Academic Articles Public Policy Supply of Medical Services

The Nursing Home as a public good

Medicaid currently accounts for roughly 50% of all nursing home expenditures and 70% of all bed days.  The government mandates that nursing homes provide a uniform level of quality to all residents, regardless of the payer type.  Yet one may ask: does this mandate hold in reality?  Nursing homes may have an incentive to segregate private insurance patients and Medicaid patients.  If private insurance patients demand a higher quality of care and their insurance pays more to the nursing homes, one would expect them to receive a higher quality of care than Medicaid patients.  For instance, Gottesman (Am J Public Health 1974) finds that as the number of public-pay residents increases, the frequency of care by staff members diminished.  Troyer (Medical Care 2004) found large cross-facility differences in mortality for Medicaid and private-paying residents in Florida, but this finding was not robust to including facility fixed effects. 

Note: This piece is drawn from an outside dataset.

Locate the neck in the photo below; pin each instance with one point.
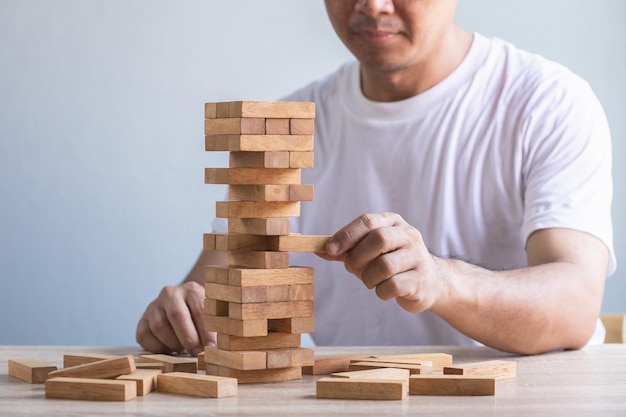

David Grabowski, Jon Gruber, and Joseph Angelelli’s 2006 NBER working paper (“Nursing home quality as a public good“) aims to explain these findings by investigating whether or not the nursing home is a public good.  Using a CMS nursing home quality repository of data–which was mandated by the OBRA 1987–the authors were able to access twelve process and outcome variables based on nursing home quality over time.  The data allow the authors to run the following regressions:

  1. General OLS: This specification uses two types of dependent variables.  The first are health outcome variables (eg: urinary tract infections, depression, presence of a fall) and the second group are outcome variables attributed to poor quality of care (eg: presence of a physical restraint, use of an indwelling catheter, bedfast, use of a feeding tube).  These outcome variables are regressed on dummies for the types of insurance, a vector of patient characteristics, a vector of nursing home specific characteristics, and time dummies.
  2. OLS + nursing home fixed effects: This is the same specification as (1) but includes a vector of nursing home dummies.
  3. OLS + patient fixed effects: From specification (2), a vector of patient dummy variables replaces the nursing home fixed effects.

One worry is that negative health shocks may increase a persons medical costs and thus ‘force’ the person onto Medicaid.  If this was true, one would erroneously conclude that Medicaid patients were worse off due to their insurance type, when in reality we have a case of reverse causality.  Grabowski, et al. look into this possibility and find that once patient fixed effects are included in the regression there does not seem to be any selection into Medicaid based on observable health attributes.  The authors also look at cross-state differences in Medicaid nursing home payment rates.  If Medicaid was much stingier in one state than another and nursing homes were not a public good, we would expect to see these states have the largest difference in quality between Medicaid and private insurance patients.  The conclusion reached from these tests finds that the nursing home is a public good; there was no finding of differential quality between Medicaid and non-Medicaid patients within the same facility. 

Grabowski, David; Gruber, Jon; Angelelli, Joseph; (2006) “Nursing home quality as a public good” NBER Working Paper #12361.